Definition
A vertical navigation function in which the flight management system or GPS computes and displays a recommended descent path to help the pilot manage altitude on an approach or arrival, but does not provide approved vertical guidance for the approach itself. The pilot remains responsible for complying with all published altitude restrictions using the primary altimeter, and the displayed path is for situational awareness only.
Plain English
The aircraft's computer shows you a suggested up-or-down path to follow, but it is only a helpful hint. You still have to fly the published altitudes yourself using the regular altimeter -- the path on the screen is not officially approved guidance.
Context Anchor
Seen on GPS or flight management system displays during instrument approaches or descents where the equipment provides a suggested vertical path.
Derivation
Advisory comes from the Latin advisare, meaning to give counsel or recommendation -- something offered for consideration, not a binding instruction. That is exactly the role this VNAV function plays: it advises, it does not command or certify.
Why Pilots Care
Misuse can result in altitude deviations or failure to meet step-down fixes, since the guidance is not certified for primary navigation.
Grounding Statement
Treat advisory VNAV as helpful guidance on the screen, not as permission to descend.
Intuition Check
Advisory does not mean approved, required, or controlling here.
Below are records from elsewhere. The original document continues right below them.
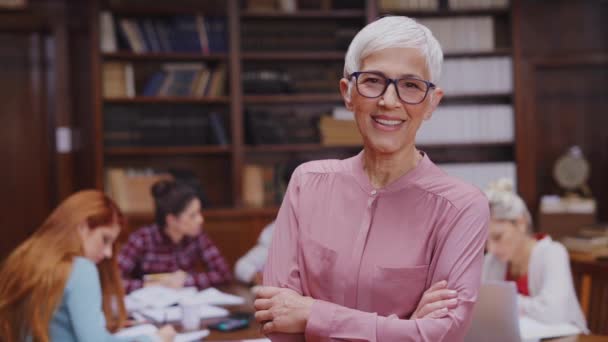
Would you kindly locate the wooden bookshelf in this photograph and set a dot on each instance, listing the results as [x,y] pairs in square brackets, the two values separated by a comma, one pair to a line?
[168,100]
[164,56]
[236,102]
[448,13]
[164,151]
[293,98]
[295,56]
[305,14]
It means the system is offering helpful information, while the published procedure altitudes still govern what you may do.
Example Sentence 1
The crew used advisory VNAV to plan a smooth descent into the terminal area, but cross-checked each step-down altitude against the approach chart.
Example Sentence 2
Although advisory VNAV showed a continuous 3-degree path, the pilot leveled at the published crossing restriction before continuing descent.